Burning mouth syndrome (BMS) is described as a scalding sensation in the tongue, lips, palate or throughout the mouth, which can be very painful and frustrating. This is the same feeling that one gets after drinking something hot and burning the tongue and mouth. The only difference being that in normal circumstances, the scalding sensation subsides within a day or two, whereas in the condition of the burning mouth syndrome, it continues to persist for months to years.
It can affect anyone, but mostly occurs in middle-aged or older women and often occurs with a range of medical and dental conditions, from nutritional deficiencies and menopause to dry mouth and allergies. However, its connection and the exact cause of burning mouth syndrome are still very unclear and cannot be identified with any certainty.

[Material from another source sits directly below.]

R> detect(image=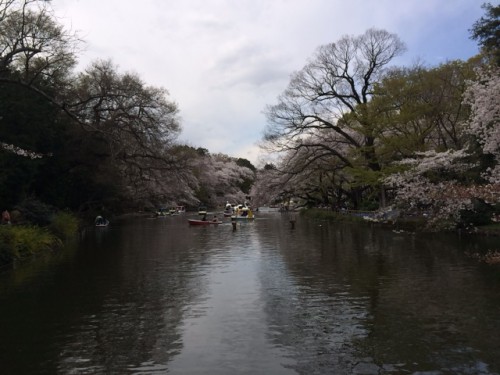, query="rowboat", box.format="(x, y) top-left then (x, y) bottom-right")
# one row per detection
(188, 219), (222, 225)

According to a recent study, the damage to the nervous system during menopause may be to blame. "The cause of BMS is currently unknown, but our findings support the theory that this is a neuropathic condition," says lead study author Gary D. Klasser, DMD. "For reasons unknown, it seems that the BMS patient's nerves are not sending and/or processing information correctly there's a short circuit in the nervous system and the brain can't turn off the pain receptors."

The article with the findings of this study was published in the May/June 2011 issue of General Dentistry, the peer-reviewed clinical journal of the Academy of General Dentistry (AGD).

According to the report, nearly 5 percent of Americans were affected by BMS and suffered from a constant burning sensation most commonly on the top of the tongue, lower lip, and roof of the mouth. Although it affected both the sexes, but it was found to affect the women seven times more than men in their menopausal and post-menopausal years.

"For a small percentage of women, it is these hormonal changes that may alter taste and the way in which a person interprets pain," says Dr. Klasser. "The alterations may be enough to start the cascade of events that lead to BMS."

Since the condition lacks any physical evidence, it can be very difficult for many health practitioners to recognize the condition, diagnose it and manage BMS effectively. Most of the health practitioners may not even be familiar with this condition. This causes many patients to leave the doctors office in frustration and remain untreated.

"Besides reporting oral burning, patients describe experiencing a dry, gritty feeling in the mouth, as well as alterations in taste," says AGD Spokesperson Eugene Antenucci, DDS, FAGD. Fortunately, “BMS is not a matter of life or death, but a matter of quality of life”, says Dr. Antenucci. Patients who suffer from this condition should seek out a dentist or health practitioner who has experience and knowledge about this condition for its effective treatment and management. And although there is currently no cure for this condition, the symptoms can be managed quite effectively with the help of topical and systemic medications. The patients are advised to consult their doctor to determine the medication that is best suited for them.

Drinking lots of water throughout the day is a very effective way to help alleviate symptoms of Burning mouth syndrome, without taking medication, as it keeps the mouth lubricated. In addition, avoid spicy food, hot and acidic foods that can aggravate the symptoms or chew on sugarless gum to increase the flow of saliva in the mouth. Tobacco and alcohol products are also known to cause irritation to the oral tissues and therefore its best to avoid them.